NBN creates problem solving plan after internet shutdown in Yackandandah

Indi MP Cathy McGowan and NBN Co chief executive Bill Morrow
Indi MP Cathy McGowan and NBN Co chief executive Bill Morrow

The demand for NBN use in Yackandandah became too high this week and caused the wireless transmission tower to temporarily stop working completely, the latest issue plaguing internet access in rural areas.

The drama came just before Indi MP Cathy McGowan met up with NBN Co chief executive Bill Morrow in Canberra on Thursday.

She said the company had identified the cause of the internet system becoming congested.

“They’ve got answers to all the technical problems and what we need to do is make it much easier for local people to get the staff they need - at the moment that communication seems to be really breaking down,” Ms McGowan said. 

“It was a really productive meeting and the answer is the NBN is going to work with us on a communication plan.”
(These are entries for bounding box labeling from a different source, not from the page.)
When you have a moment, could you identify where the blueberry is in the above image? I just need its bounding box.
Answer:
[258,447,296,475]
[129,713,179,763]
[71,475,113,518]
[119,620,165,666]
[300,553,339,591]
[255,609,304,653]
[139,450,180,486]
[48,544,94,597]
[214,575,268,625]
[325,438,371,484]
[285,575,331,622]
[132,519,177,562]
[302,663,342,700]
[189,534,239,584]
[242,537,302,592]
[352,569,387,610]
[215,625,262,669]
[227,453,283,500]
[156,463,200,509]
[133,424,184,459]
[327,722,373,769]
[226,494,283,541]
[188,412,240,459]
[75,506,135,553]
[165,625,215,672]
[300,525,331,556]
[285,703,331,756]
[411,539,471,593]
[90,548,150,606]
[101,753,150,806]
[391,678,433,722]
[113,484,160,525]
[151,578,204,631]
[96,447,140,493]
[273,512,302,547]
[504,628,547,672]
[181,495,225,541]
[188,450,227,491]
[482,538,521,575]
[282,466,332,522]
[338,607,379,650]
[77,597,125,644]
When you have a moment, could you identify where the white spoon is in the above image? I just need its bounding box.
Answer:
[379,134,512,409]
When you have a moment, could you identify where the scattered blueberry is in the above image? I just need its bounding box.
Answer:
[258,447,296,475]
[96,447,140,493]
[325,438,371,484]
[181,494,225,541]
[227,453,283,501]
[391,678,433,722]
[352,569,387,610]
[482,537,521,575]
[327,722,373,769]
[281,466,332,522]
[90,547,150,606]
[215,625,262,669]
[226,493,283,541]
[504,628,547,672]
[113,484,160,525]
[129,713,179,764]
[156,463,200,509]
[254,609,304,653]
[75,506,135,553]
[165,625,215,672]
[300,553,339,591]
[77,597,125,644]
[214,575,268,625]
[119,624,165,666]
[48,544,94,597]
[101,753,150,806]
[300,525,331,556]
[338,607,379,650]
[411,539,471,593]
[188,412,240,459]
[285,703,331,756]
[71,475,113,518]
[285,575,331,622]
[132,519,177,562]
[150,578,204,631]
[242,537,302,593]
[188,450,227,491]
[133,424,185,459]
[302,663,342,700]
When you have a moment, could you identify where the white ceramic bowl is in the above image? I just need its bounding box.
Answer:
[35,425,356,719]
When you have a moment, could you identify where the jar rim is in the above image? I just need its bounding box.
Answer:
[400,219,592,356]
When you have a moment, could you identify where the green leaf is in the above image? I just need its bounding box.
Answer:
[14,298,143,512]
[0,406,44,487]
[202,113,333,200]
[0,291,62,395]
She said Mr Morrow understood the system was not perfect and committed to sending a communications team to the North East to explain the service to people, and ensure they were aware of the NBN customer service complaints workers.

An “NBN local” team will also meet with the Indi Telecommunications Action Group, made up of council representatives, in October to discuss the issues.

The full NBN rollout was due to be completed by 2020.

Ms McGowan said most people connected in the North East were happy, “but when it doesn’t work, it really doesn’t work”.

“You change your lifestyle to suit it, but if you can’t rely on it, it really makes people frustrated – it’s even worse than not having it because you’ve set your life up,” she said.

A parliamentary inquiry into the NBN rollout, featuring Ms McGowan and Farrer MP Sussan Ley on the committee, was set to release its recommendations as part of the first draft report towards the end of the month.

“It’s really important that members of Parliament like myself and Sussan Ley don’t let our regions go off the map because I think we get forgotten about if you weren’t making a lot of noise,” Ms McGowan said.